Unterschiedliche Standpunkte innerhalb der EU

EU-Kommissionspräsidentin Ursula von der Leyen hatte im September 2023 eine Untersuchung zu chinesischen Staatshilfen für Autobauer angekündigt und dies mit der Gefahr begründet, dass China Europa mit billigen Elektrofahrzeugen überschwemmen könnte auf Kosten europäischer Hersteller. Vor allem Frankreichs Autoindustrie dürfte den heutigen Schritt begrüßen. Deutschland, für dessen Automobilhersteller China ein wichtiger Absatzmarkt ist, fürchtet dagegen mögliche Vergeltungsmaßnahmen aus Peking. Zudem haben viele deutsche Autobauer ihre Produktion von E-Autos nach China ausgelagert und wären somit selbst von den Importzöllen betroffen.

Differenzierter wird das Bild, wenn man den Fokus von der Autoindustrie weg zur Gesamtindustrie lenkt: Laut einer jüngst veröffentlichten Umfrage des arbeitgebernahen Instituts der deutschen Wirtschaft Köln (IW) befürwortet eine Mehrheit der deutschen Industrieunternehmen Strafzölle auf Elektroautos aus China. Dies könnte auch mit Erfahrungen aus der Vergangenheit zu tun haben. Bereits bei der Ankündigung der Anti-Dumping-Untersuchung verwies von der Leyen auf das Schicksal der europäischen Solarindustrie, die in der Vergangenheit stark unter chinesischer Konkurrenz gelitten hatte.

Aber auch Frankreich, das zu den Zoll-Befürwortern zählt, dürften von möglichen Gegenmaßnahmen der Volksrepublik betroffen sein. Nach der EU-Ankündigung, eine Untersuchung einzuleiten, hatte Peking mit einer eigenen Untersuchung zu europäischen Likör-Importen reagiert und damit de facto die französischen Cognac-Hersteller ins Visier genommen.

Von Reuters befragte Ökonomen reagierten unterschiedlich auf die EU-Pläne. Der Ifo-Präsident Clemens Fuest hält den Schritt demnach für keine gute Idee und rät der EU, darauf zu verzichten. Fuest argumentiert mit möglichen Gegenmaßnahmen Chinas. Zudem könnte die Elektrifizierung des europäischen Autoverkehrs dadurch verzögert werden.

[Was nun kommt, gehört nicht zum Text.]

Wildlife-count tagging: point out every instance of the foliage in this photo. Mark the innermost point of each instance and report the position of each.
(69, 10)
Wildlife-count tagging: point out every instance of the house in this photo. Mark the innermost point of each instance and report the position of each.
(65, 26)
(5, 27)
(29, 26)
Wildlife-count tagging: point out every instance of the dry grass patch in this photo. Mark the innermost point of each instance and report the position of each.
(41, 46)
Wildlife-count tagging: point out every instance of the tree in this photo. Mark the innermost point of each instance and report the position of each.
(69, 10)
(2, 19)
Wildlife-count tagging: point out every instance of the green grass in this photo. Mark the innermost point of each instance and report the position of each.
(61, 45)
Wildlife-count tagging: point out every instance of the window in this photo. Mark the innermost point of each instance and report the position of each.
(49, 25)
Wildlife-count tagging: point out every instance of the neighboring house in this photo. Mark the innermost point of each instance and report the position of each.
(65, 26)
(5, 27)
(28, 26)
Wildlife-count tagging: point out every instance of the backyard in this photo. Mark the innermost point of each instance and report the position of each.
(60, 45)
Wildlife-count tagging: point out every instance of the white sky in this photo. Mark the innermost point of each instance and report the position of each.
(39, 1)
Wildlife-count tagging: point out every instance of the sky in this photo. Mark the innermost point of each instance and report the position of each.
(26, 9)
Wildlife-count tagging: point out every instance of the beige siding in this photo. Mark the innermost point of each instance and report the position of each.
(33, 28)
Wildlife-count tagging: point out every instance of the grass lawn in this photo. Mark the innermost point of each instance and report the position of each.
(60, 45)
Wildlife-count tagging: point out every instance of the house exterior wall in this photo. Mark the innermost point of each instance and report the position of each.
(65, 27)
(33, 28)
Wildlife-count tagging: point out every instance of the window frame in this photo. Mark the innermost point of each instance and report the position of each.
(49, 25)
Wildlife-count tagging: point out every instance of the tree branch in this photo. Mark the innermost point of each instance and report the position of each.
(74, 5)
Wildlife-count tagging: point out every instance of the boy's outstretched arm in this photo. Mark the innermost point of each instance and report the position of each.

„Die Entscheidung war letztlich zwingend, denn China subventioniert die eigene Industrie massiv und verzerrt dadurch den Wettbewerb“, sagte dagegen der Wettbewerbsökonom Jens Südekum von der Heinrich-Heine-Universität Düsseldorf.

China leidet aktuell unter einer schwachen Inlandsnachfrage, was die eigenen Unternehmen zusätzlich dazu bringt auf Exporte zu setzen. Als Reaktion hatten die USA jüngst ihre Zölle für chinesische Elektrofahrzeuge von 25 auf 100 Prozent vervierfacht - was tendenziell den Druck auf den europäischen Markt weiter erhöhen dürfte.